You’ve read part 1 of our series, and you’re now armed with the knowledge about hosted services and cloud computing that you’ve been too embarrassed to ask.  To help you bring it home – virtually – we offer our top 5 considerations when purchasing hosted services for your organization:

  1. Implement processes for agreement to non-negotiable terms.  Many lower priced hosted services providers will present terms of use in a “click-through” or “click-wrap” agreement.  These “take it or leave it” terms are intended to avoid a costly negotiation over legal language where this is low profit margin for the services.  While the vast majority of click-through terms will be acceptable for the services being purchased, your organization should make sure individuals with purchasing authority are trained to recognize provisions that raise your organization’s risk profile, and to escalate those provisions for legal review.  For example, legal and IT security should review all terms relating to privacy and data security.  Additionally, users should escalate for legal approval any provision requiring indemnification by your organization, as well as any provision purporting to claim ownership of any of your organization’s data or intellectual property.
  2. Prepare appropriately for implementation.  Hosted services often require some work to integrate with your existing systems and implement use of the hosted product in your organization’s environment.  Implementation can be costly and complex, so be sure that fees for use of the product do not begin to accrue before the product has been implemented and you have provided acceptance sign-off.  A separate services agreement or implementation exhibit that clearly defines each party’s respective roles and responsibilities with respect to implementation, and that defines specific acceptance criteria, can be key to a successful implementation.

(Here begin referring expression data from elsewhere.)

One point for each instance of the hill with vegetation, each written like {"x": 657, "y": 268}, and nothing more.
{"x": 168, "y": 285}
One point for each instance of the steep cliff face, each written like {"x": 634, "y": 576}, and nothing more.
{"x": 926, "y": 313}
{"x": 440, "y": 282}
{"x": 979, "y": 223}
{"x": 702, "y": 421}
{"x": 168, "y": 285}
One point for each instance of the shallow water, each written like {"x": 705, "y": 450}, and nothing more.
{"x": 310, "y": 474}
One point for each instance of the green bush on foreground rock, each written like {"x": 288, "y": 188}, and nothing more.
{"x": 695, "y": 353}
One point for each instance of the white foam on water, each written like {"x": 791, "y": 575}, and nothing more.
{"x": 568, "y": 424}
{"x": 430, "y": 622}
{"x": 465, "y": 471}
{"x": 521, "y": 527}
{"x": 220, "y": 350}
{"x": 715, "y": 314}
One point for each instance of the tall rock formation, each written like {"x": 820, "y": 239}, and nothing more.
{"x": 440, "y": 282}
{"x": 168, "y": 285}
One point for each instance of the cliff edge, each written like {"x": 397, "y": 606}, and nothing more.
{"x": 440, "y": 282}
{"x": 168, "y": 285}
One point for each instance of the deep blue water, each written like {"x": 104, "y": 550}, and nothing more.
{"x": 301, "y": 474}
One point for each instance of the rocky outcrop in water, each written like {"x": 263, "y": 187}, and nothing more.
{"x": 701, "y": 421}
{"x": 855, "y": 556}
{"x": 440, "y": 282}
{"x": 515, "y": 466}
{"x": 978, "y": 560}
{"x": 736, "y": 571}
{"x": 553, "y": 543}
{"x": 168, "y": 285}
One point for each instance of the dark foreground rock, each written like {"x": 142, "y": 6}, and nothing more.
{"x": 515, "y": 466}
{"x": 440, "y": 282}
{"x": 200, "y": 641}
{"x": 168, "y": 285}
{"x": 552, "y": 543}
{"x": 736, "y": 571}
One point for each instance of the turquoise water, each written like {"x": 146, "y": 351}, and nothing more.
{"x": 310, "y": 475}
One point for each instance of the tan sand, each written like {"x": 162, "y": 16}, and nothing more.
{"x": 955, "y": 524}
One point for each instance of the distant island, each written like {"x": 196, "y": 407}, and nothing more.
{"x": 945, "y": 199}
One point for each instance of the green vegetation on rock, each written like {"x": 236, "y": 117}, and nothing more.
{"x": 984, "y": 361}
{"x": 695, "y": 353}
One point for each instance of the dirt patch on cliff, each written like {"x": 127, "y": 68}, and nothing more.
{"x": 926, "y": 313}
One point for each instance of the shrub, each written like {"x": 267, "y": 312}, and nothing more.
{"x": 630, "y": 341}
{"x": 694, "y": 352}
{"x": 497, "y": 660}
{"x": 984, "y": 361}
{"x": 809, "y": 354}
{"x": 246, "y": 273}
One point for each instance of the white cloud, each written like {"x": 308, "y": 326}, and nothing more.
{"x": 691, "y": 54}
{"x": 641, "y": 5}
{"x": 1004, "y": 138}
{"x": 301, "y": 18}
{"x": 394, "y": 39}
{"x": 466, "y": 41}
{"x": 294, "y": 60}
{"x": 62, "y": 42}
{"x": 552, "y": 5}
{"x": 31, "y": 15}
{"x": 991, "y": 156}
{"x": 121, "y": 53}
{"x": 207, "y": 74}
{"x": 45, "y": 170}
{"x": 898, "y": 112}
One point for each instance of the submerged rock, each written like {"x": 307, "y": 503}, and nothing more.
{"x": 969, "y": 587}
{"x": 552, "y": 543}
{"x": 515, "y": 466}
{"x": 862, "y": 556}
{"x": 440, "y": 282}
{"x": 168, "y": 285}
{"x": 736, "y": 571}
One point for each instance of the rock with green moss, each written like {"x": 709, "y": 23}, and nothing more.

  3. Obtain availability commitments that make sense.  Contemplate the appropriate availability of the services with reference to the importance of the product to your organization.  Critical systems should be available virtually 100% of the time, with only limited downtime for maintenance that occurs during limited pre-scheduled maintenance windows.  Beware of general statements that the services are available on a 24/7/365 basis, with broad exclusions for “scheduled and emergency maintenance”; this language is the equivalent of “our service is up except when it is down”, and provides your organization with essentially no real commitment.  Make sure that you have a service level agreement that will permit you to terminate the overall arrangement and get service credits in the event of excessive downtime.
  4. Ensure updates do not impact your business.  Many hosted services providers automatically maintain the hosted product and quickly apply patches, fixes, updates and upgrades behind the scenes. For critical systems, consider whether the provider should be required to provide you advance notice of any update that would materially change the functionality of the product or affect interoperability with your external systems.  It is often beneficial in such cases to have the provider make the update available in a test environment, where you can test functionality and interoperability before the update is deployed.  A support agreement that sets forth response times and procedures, is also essential to ensuring your expectations are met.
  5. Pay attention to data usage, privacy and security.  Last (but certainly not least!), pay close attention to what data your users will input, what data will be generated through use of the service and how the provider will be storing, protecting and using that data.  If you are providing any company confidential information, personally identifiable information (“PII”) or protected health information (“PHI”), ensure that your organization conducts appropriate due diligence to ensure that security architecture, controls and procedures meet your organization’s requirements and data is treated in accordance with applicable laws governing the use of PII and PHI.  Also pay close attention to the data that the service provider collects regarding your users’ use of the service; while you might not be concerned with the use of this data to create aggregate statistics about service usage and performance, you should ensure that this data is treated in such a way that it cannot be traced back to you, your users or your customers.